Placenta percreta, first trimester.This condition involves an abnormally deep attachment of the placenta to the uterine wall, penetrating through the endometrium and myometrium, and sometimes even into nearby organs, during the first trimester of pregnancy.

Use additional code from category Z3A, Weeks of gestation, to identify the specific week of the pregnancy, if known. Code also: associated third stage postpartum hemorrhage, if applicable (O72.0).

Placenta percreta is a serious pregnancy complication that can lead to life-threatening hemorrhage during delivery.Medical necessity for treatment, which often involves a cesarean hysterectomy to control bleeding, is directly related to preserving maternal health.

Obstetricians and maternal-fetal medicine specialists are primarily responsible for diagnosing and managing placenta percreta.This involves careful monitoring, planning for delivery, which usually requires a cesarean hysterectomy, and providing appropriate postpartum care.
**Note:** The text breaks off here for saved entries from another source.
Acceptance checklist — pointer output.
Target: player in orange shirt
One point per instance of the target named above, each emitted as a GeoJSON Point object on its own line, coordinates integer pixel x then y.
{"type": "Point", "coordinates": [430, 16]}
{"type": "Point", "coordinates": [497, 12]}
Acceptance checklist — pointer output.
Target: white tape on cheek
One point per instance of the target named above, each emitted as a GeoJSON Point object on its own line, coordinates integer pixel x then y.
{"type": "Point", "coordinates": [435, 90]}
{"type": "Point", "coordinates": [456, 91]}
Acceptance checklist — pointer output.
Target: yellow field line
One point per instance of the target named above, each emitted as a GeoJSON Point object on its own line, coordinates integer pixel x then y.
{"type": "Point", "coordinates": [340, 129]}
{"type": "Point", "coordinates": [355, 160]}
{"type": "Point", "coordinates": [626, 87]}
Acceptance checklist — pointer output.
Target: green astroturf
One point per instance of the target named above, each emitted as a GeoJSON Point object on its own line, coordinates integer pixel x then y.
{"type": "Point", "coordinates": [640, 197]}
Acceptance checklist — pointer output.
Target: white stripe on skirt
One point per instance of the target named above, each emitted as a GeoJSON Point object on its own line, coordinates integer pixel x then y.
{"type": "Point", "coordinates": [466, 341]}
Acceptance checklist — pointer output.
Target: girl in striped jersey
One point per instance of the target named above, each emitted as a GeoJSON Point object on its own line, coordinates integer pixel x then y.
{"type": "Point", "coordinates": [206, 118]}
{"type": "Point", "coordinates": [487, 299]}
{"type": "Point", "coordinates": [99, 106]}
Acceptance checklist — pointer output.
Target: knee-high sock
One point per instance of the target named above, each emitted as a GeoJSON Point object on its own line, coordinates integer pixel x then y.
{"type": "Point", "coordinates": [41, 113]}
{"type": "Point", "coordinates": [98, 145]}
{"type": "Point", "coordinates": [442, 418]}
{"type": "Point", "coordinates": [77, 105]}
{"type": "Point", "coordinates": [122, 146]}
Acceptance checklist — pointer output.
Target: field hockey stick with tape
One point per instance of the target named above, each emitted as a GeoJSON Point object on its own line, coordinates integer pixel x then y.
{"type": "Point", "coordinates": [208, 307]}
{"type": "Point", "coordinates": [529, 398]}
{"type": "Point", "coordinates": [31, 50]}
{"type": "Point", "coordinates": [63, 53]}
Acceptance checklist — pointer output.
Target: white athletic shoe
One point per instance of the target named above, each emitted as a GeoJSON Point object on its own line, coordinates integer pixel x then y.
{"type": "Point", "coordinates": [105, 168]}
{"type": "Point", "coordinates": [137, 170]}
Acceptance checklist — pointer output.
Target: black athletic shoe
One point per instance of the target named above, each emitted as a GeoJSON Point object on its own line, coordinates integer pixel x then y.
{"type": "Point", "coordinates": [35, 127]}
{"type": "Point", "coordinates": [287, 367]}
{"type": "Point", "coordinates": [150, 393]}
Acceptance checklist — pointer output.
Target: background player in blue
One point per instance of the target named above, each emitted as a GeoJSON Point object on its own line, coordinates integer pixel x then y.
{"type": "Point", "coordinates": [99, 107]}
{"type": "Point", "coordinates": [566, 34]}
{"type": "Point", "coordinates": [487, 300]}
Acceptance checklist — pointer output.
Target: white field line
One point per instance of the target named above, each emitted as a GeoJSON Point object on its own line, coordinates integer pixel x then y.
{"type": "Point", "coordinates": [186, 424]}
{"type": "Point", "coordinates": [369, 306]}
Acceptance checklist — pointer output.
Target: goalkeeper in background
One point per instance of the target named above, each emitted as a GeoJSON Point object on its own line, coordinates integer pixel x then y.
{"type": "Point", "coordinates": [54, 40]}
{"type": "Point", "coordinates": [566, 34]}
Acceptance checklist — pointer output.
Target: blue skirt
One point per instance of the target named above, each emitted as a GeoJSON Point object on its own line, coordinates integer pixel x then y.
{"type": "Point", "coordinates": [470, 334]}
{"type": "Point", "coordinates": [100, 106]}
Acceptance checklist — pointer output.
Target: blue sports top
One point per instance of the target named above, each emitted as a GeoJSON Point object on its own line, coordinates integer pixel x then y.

In simple words: The placenta, which nourishes the baby during pregnancy, has grown too deeply into the mother's uterine wall in the first trimester (first 3 months).

Placenta percreta is an obstetric complication in which the placenta attaches abnormally deeply into the uterine wall, extending through the endometrium and myometrium, and potentially invading adjacent organs such as the bladder.This specific code denotes this dangerous condition's presence during the first trimester (less than 14 weeks 0 days) of pregnancy.

Example 1: A pregnant woman at 12 weeks gestation undergoes an ultrasound which reveals placenta percreta with invasion into the bladder wall., A patient with a history of previous cesarean sections presents with heavy vaginal bleeding at 10 weeks gestation, and an MRI confirms placenta percreta., During a first-trimester prenatal checkup, the physician suspects placenta percreta due to an abnormally elevated placental location and orders further imaging for confirmation.

Documentation should include ultrasound or MRI findings confirming the diagnosis, details about the depth of placental invasion, involvement of adjacent organs, and any associated complications like bleeding or pain.The gestational age, based on the last menstrual period, should also be clearly documented.

** This code is to be used only on the maternal record, never on the newborn record. This condition is excluded from supervision of normal pregnancy (Z34), Mental and Behavioral Disorders associated with Puerperium (F53), Obstetrical Tetanus (A34), postpartum necrosis of pituitary gland (E23.0), puerperal osteomalacia (M83.0), retained placenta without hemorrhage (O73.-), maternal care for poor fetal growth due to placental insufficiency (O36.5), placenta previa (O44), placental polyp (O90.89), placentitis (O41.14), and premature separation of placenta (O45).